Aí está uma confortadora transferência de responsabilidade. Deixassem você solto, agindo, era aquela beleza. Vertigem boa: pensar em possíveis e impossíveis. No fundo, meu prezado, você tem é vocação para Deus. Mas o lugar está preenchido. À vista da frustração, só lhe resta ser um de seus (in)fiéis. Mas assim como é dificílimo ser Deus, não é nada maneiro submeter-se à sua jurisdição. O código de proibições e obediências estica-se por mil volumes. A vida inteira não dá para a leitura. E a letra é tão miudinha! 

Em casa, na rua, no hospital, no espaço, em pensamento, você está sempre obedecendo a um parágrafo visível ou implícito. Ou o transgredindo. O sinal luminoso do cruzamento é muito mais do que sinal luminoso: é sentença de morte, caso você não lhe dê a atenção exigida. Ou mesmo dando.

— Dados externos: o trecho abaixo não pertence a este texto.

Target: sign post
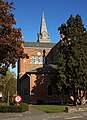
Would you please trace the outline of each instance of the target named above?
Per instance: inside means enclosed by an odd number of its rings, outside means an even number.
[[[17,96],[14,97],[14,102],[16,104],[19,104],[21,101],[22,101],[22,97],[20,95],[17,95]]]

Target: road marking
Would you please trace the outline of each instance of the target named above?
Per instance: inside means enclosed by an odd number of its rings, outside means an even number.
[[[66,120],[69,120],[69,119],[76,119],[76,118],[83,118],[83,116],[77,116],[77,117],[68,117],[68,118],[65,118]]]

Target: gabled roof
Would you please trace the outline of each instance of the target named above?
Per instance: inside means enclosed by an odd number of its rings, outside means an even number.
[[[24,47],[38,47],[38,48],[52,48],[56,43],[44,43],[44,42],[24,42]]]

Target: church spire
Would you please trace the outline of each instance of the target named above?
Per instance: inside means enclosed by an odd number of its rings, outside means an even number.
[[[44,17],[44,10],[42,10],[40,32],[38,33],[38,42],[50,42],[49,34],[47,32],[45,17]]]

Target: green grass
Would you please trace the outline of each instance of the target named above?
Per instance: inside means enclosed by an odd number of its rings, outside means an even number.
[[[63,105],[33,105],[32,107],[42,110],[46,113],[58,113],[65,112],[65,107]]]

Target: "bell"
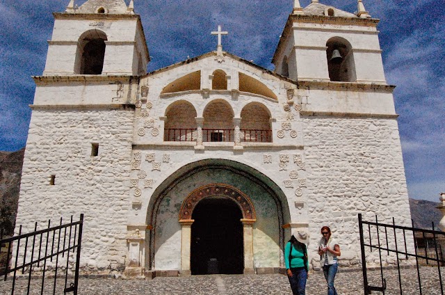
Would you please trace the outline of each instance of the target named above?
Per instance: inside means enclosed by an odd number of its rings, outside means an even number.
[[[339,49],[334,49],[332,51],[332,56],[331,56],[331,61],[333,63],[341,63],[343,58],[341,57],[341,54],[340,54],[340,51]]]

O menor carimbo pressupõe regras invioláveis de conduta.

O jogo da vida consiste, em parte, no estudo de como violá-las, simulando reverência.

Você esperneia, revolta-se - adianta? Mesmo sua revolta foi protocolada. O caso da maçã estava previsto. A serpente estava prevista. Prevista, a expulsão do Paraíso. A lição de alguns autores é que o Paraíso foi criado exatamente para o homem experimentar-lhe a privação. Da qual resultariam invenções, técnicas de compensação, poemas, sinfonias. Mas há também quem ache isso fábula de amor cinzento, descambando para o negro.

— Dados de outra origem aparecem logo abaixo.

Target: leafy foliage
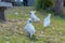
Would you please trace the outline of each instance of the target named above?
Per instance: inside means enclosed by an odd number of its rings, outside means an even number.
[[[47,9],[52,8],[54,4],[54,0],[36,0],[36,9]]]

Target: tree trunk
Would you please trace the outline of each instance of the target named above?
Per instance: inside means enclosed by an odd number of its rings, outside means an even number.
[[[63,0],[56,0],[56,3],[55,3],[55,15],[63,16]]]
[[[4,9],[0,8],[0,20],[5,20]]]

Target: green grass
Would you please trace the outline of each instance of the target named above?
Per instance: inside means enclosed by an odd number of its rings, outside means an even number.
[[[5,11],[8,22],[0,23],[0,43],[5,43],[8,40],[10,43],[65,43],[65,19],[52,16],[50,27],[43,29],[43,19],[48,15],[44,11],[36,12],[40,23],[32,23],[36,28],[35,41],[25,35],[24,26],[31,9],[34,8],[23,6]],[[18,12],[18,15],[15,15],[15,12]]]

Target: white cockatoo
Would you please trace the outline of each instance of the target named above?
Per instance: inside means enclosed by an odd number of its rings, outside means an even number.
[[[40,19],[35,15],[36,11],[30,11],[30,18],[32,22],[40,22]]]
[[[43,20],[43,27],[48,27],[48,26],[50,25],[50,23],[51,23],[50,18],[51,18],[51,14],[49,14],[49,15],[44,18],[44,20]]]
[[[32,38],[34,33],[35,33],[35,27],[31,25],[31,18],[28,18],[27,24],[24,28],[25,32],[27,35],[30,35],[30,38]]]

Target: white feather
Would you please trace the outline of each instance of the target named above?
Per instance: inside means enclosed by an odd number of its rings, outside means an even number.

Acomodar-se, então, seria a receita? A razão estará com a minoria selecionada dos quietistas? Ou o caminho que eles encontraram é demasiado simplório para ser um caminho, e, em vez de conduzir à solução, gira em redor do problema, acentuando a insolubilidade?

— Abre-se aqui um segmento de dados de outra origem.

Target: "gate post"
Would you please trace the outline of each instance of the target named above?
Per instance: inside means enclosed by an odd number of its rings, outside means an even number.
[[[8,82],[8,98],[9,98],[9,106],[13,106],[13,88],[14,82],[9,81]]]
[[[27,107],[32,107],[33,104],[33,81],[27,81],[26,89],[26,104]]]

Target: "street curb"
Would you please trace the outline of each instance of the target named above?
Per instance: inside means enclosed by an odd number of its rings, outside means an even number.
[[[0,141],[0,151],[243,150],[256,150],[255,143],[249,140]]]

Devaneios. Como você devaneia, irmão! Quer ser e não ser, sendo. Imagina o vazio, com a sua pessoinha lá dentro, escondida, resguardada, a se divertir com a imperícia dos outros, que vão aos trambolhões, expostos a chuva, granizo, fogo.

Como se você também não participasse desse existir precário, de que só algumas ressonâncias chegam à publicidade, em situações-limite. Existir que, por ser universal, tem força de regra, torna-se normalidade. Escusa de dar balanço, ou antes, balancete, nesta parte carcomida do ano. Os erros são justificáveis, de uma forma ou de outra. É, não deu.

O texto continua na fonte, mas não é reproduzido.